More than one #get_web_data call can be used in a page. If this happens, though, make sure that every local variable name is unique.

For data from XML sources, the variable names are determined by both tag and attribute names. For example, given the following XML text:

<fruit type="Apple"><color>red</color></fruit>

the variable type would have the value Apple, and the variable color would have the value red.

Similarly, the following XML text would be interpreted as a table of values defining two variables named type and color:

  <fruit type="Apple"><color>red</color></fruit>
  <fruit type="Kiwi"><color>brown</color></fruit>

A CSV file must be literally a CSV file, i.e., delimited by commas. A call for a headerless CSV file might look:

{{#get_web_data:url=http://mydata.com|format=CSV|data=first name=1}}

while a call to CSV with a header row might look like:

{{#get_web_data:url=http://mydata.com|format=CSV with header|data=first name=FirstName}}

where the header contains FirstName, which is retrieved as first name in the wiki.

You can also set caching to be done on the data retrieved, and string replacement to hide API keys; see the "Usage" section, below, for how to do both of those.

Getting data from a non-API text file

If the data you wish to access is on a MediaWiki page or in an uploaded file, you can use the above methods to retrieve the data assuming the page or file only contains data in one of the supported formats:

  • for data on a wiki page, use "&action=raw" as part of the URL;
  • for data in an uploaded file, use the full path.

If the MediaWiki page with the data is on the same wiki, it is best to use the fullurl: parser function, e.g.

  • {{fullurl:Test/test.csv|action=raw}}

Similarly, for uploaded files, you can use the filepath: function, e.g.

  • {{filepath:xyzzy.csv}}

For wiki pages that have additional information, the External Data extension provides a way to create an API of your own, at least for CSV data. To get this working, first place the data you want accessed in its own wiki page, in CSV format, with the headers as the top row of data (see here for an example). Then, the special page 'GetData' will provide an "instant API" for accessing either certain rows of that data, or the entire table. By adding "field-name=value" to the URL, you can limit the set of rows returned.
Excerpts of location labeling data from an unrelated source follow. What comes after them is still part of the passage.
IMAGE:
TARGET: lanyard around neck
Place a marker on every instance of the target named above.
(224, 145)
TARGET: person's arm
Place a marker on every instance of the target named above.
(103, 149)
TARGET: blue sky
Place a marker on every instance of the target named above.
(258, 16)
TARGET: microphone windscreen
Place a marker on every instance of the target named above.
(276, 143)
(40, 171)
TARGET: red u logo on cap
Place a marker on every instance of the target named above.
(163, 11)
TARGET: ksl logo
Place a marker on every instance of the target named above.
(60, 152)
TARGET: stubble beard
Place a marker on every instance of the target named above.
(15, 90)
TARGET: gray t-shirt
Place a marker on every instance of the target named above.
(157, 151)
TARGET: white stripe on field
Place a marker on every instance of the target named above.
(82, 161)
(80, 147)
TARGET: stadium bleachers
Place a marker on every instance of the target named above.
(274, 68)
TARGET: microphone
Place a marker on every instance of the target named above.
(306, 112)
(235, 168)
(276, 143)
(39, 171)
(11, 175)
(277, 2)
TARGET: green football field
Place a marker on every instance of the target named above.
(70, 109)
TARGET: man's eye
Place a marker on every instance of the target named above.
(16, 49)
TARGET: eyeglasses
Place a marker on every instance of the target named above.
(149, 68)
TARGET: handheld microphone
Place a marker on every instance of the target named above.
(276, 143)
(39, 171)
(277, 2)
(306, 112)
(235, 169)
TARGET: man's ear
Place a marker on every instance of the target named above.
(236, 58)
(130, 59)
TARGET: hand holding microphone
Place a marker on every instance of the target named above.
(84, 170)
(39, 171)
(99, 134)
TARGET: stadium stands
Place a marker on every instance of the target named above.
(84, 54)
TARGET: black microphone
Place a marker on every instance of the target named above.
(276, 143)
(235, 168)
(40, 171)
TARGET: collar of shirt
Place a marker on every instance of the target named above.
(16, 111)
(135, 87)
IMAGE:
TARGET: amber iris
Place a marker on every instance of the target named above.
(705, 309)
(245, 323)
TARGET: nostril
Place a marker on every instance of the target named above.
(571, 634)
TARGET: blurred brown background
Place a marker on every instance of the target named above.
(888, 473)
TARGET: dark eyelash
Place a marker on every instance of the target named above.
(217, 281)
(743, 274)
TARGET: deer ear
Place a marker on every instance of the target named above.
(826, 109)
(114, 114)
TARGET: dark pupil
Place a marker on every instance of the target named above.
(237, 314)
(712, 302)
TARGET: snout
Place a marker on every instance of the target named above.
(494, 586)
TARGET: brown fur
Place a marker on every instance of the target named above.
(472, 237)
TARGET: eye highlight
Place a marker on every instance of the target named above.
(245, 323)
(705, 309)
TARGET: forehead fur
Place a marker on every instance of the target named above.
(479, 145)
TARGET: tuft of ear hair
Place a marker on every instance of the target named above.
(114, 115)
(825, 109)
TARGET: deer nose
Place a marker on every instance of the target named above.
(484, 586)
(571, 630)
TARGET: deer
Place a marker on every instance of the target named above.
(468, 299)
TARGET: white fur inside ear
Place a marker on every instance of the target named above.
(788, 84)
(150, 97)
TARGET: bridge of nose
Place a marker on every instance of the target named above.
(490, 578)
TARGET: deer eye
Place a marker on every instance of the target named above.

A URL for the 'GetData' page can then be used in a call to #get_web_data, just as any other data URL would be; the data will be returned as a CSV file with a header row, so the 'format' parameter of #get_web_data should be set to 'CSV with header'. See here for an example of such data being retrieved and displayed using #get_web_data and #for_external_table. In this way, you can use any table-based data within your wiki without the need for custom programming.

Data caching

You can configure External Data to cache the data contained in the URLs that it accesses, both to speed up retrieval of values and to reduce the load on the system whose data is being accessed. To do this, you can run the SQL contained in the extension file 'ExternalData.sql' in your database, which will create the table 'ed_url_cache', then add the following to your LocalSettings.php file, after the inclusion of External Data:

$edgCacheTable = 'ed_url_cache';
The required table is not being created automatically when running MediaWiki's "update.php" script, so you will have to do this manually. Also remember to add your table prefix to the code provided with the "ExternalData.sql" if you are using prefixes, e.g. change
CREATE TABLE IF NOT EXISTS `YourPrefixed_url_cache`
where "YourPrefix" is being replace by the prefix you specified with the $wgDBprefix setting.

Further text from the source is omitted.